Clearly, open data can make enormous contributions to the development of Smart Cities. But concerns over protection of privacy, security, coordination of efforts to connect multiple jurisdictions throughout a city, and availability of funds are challenges that encourage incrementalism.

Data collection – especially as it relates to traffic sensors and surveillance cameras can be a concern. As cities add more sensors, analyze more data and use advanced computer programming to run traffic lights and even vehicles, they’re increasingly confronting new ethical, legal and policy questions. But the safety and privacy conundrum can be avoided with the right technology; personal information can easily be anonymized by separating the data collected from an individual’s identity.[15] Still, that requires a trustful relationship with the public that is difficult to establish, much less maintain.

When it comes to the public sector, jurisdictional protectionism, incompatible systems, and unaligned funding models all complicate the coordination of efforts and aggregation of data. The reality is that it takes investment infrastructure to develop a true Smart City, and most cities do not have the funds needed to invest. Finding a sustainable financing model for Smart City projects is the primary impediment to implementation. Part of the problem is that many local authorities lack the necessary awareness about what technology can actually do for them and how enormous the return on their investments will turn out to be. There are so many possibilities with the open data available and tech-savvy entrepreneurs waiting to get their hands on such data, but connecting them with the right investors, not to mention, determining a true ROI, can be challenging.

The Push for Public-Private Partnerships

The clearest solution for creation of a sustainable financing model is public-private partnerships (P3). Cities will need help or will be slow to realize the benefits of the innovations available with open data.[16] Government, business and communities must be partners in this effort, and more are finding hope in P3.[17] Global heavyweights like IBM, Microsoft, Cisco, General Electric, Siemens, AT&T, Oracle and Google all have large dedicated Smart City divisions, while the Smart Cities market is being pursued by a slew of upstarts. And no wonder – the potential is enormous.[18]

For the private sector, the economic benefits of open data could be significant: new business opportunities, reduced costs by not having to invest in the conversion of raw government data; better decision-making based on more accurate information and a more skilled workforce.[19] According to Pike Research, in the present decade, cities around the world will invest $108 billion in Smart City infrastructure.

Summary

Many municipal authorities are still in the early stages of coming to realize the vast potential of technology-enabled Smart City innovations. These developments create opportunities to make cities more efficient, more connected, more sustainable and more responsive to citizens’ needs.

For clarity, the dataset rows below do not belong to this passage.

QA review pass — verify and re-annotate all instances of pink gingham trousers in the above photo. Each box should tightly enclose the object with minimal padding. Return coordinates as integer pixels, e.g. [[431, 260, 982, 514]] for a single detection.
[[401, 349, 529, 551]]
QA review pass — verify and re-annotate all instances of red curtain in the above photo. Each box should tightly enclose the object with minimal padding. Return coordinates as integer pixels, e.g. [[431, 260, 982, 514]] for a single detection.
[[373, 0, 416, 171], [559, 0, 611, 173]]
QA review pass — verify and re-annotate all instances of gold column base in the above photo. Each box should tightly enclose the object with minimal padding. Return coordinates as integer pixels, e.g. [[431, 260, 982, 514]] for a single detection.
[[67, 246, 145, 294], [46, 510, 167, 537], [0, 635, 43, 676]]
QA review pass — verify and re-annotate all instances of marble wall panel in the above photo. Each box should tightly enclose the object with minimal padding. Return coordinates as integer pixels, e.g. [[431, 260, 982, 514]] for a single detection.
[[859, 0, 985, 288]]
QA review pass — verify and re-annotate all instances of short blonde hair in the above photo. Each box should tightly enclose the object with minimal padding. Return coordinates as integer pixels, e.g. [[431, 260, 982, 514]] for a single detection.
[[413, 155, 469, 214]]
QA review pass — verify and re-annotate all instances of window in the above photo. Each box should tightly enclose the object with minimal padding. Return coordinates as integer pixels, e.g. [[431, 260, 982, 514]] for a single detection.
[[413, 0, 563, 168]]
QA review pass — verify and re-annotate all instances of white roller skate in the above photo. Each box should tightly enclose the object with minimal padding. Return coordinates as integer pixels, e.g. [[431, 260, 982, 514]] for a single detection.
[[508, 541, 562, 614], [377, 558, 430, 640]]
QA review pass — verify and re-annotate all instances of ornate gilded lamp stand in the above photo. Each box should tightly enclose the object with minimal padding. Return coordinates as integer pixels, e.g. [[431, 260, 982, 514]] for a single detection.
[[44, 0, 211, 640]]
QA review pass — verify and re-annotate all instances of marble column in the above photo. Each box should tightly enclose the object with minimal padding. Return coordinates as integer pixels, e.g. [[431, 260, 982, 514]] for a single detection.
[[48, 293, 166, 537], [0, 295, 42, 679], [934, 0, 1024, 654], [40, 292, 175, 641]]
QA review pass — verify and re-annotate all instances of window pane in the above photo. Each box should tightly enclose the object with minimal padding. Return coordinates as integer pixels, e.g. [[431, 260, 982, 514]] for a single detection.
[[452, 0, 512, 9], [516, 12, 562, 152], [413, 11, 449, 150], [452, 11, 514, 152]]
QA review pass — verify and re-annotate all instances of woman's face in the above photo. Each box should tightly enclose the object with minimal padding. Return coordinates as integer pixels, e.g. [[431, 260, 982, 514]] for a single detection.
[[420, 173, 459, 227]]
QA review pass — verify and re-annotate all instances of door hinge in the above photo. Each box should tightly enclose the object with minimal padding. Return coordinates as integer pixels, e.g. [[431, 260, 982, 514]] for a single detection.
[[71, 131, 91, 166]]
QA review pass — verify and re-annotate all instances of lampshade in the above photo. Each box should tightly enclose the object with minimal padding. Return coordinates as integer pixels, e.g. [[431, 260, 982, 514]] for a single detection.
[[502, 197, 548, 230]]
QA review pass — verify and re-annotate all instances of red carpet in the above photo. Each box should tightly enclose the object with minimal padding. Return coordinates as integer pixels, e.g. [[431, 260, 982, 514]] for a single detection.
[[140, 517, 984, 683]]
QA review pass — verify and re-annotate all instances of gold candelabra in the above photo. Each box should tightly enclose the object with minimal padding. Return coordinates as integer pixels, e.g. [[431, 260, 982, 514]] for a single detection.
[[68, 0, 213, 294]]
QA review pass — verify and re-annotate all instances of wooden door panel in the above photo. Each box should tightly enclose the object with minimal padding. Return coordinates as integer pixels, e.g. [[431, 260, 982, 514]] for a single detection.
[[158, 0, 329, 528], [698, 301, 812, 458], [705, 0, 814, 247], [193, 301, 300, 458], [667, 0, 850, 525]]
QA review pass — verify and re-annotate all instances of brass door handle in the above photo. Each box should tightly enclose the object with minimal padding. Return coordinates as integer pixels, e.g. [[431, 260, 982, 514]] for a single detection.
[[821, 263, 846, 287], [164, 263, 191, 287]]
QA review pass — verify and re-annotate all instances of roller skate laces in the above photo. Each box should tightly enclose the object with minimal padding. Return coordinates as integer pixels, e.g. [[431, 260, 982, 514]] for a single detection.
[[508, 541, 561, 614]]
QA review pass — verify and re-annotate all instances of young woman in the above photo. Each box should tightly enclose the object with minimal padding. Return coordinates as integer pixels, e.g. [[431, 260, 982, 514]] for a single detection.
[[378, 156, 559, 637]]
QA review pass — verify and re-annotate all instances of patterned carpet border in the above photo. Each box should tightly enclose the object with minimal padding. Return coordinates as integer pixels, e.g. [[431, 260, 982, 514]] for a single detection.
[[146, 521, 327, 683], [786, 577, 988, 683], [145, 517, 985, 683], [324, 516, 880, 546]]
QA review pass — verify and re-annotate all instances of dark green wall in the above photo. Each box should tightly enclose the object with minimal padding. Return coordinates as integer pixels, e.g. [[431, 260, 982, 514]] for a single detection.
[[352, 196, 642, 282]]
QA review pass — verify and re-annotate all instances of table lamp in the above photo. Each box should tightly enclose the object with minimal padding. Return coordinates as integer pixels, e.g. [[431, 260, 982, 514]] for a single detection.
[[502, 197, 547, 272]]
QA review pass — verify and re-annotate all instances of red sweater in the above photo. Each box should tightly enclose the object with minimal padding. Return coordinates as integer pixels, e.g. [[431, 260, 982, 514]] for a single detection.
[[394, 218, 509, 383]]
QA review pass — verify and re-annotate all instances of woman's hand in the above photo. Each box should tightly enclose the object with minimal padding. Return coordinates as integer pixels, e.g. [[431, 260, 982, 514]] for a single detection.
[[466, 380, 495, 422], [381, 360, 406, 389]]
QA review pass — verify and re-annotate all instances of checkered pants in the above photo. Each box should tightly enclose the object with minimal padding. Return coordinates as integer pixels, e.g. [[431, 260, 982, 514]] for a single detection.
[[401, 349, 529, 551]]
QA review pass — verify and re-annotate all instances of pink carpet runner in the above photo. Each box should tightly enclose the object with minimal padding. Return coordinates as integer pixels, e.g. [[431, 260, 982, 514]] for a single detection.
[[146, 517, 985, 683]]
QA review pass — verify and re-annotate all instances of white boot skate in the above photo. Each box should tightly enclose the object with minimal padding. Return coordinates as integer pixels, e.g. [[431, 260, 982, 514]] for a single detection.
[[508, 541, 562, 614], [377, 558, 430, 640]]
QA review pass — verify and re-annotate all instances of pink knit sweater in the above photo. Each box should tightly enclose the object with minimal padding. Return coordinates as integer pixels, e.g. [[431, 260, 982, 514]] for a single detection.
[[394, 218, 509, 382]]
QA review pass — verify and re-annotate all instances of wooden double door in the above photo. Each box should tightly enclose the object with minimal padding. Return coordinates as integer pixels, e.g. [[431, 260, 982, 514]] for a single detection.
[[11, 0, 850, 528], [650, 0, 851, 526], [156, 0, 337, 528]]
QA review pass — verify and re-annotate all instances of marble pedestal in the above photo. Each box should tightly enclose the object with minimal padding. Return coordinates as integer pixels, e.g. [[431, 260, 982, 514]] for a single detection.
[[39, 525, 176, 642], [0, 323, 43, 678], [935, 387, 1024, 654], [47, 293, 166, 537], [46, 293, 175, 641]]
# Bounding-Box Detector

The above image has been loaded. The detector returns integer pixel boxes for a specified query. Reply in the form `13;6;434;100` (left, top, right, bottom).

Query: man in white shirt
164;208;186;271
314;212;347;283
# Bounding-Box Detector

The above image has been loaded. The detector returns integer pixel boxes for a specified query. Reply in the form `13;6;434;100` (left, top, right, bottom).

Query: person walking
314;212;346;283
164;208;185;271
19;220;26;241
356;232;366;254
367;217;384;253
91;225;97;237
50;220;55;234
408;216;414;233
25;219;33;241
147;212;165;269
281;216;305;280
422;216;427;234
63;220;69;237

A Smart City upgrades incrementally. Funding sources, citizen/stakeholder buy-in and serious thought to privacy and security aspects all need to be part of the conversation to make the progress sustainable.

Smart cities are not driven by ‘the People’ of course, but rather by forward-thinking city authorities who champion embracing the data they already collect and making it accessible for collaborative inventions. They are the ones that can enhance the efficiency of city management and operation by means of intelligent technology. [20]

We’re still a long way from achieving any sort of open data nirvana, where the public and private sectors are working hand in hand to make urban transportation as efficient as possible, but the groundwork is being laid. The future of Smart Cities is closer than you may think. And it’s going to be a wild ride.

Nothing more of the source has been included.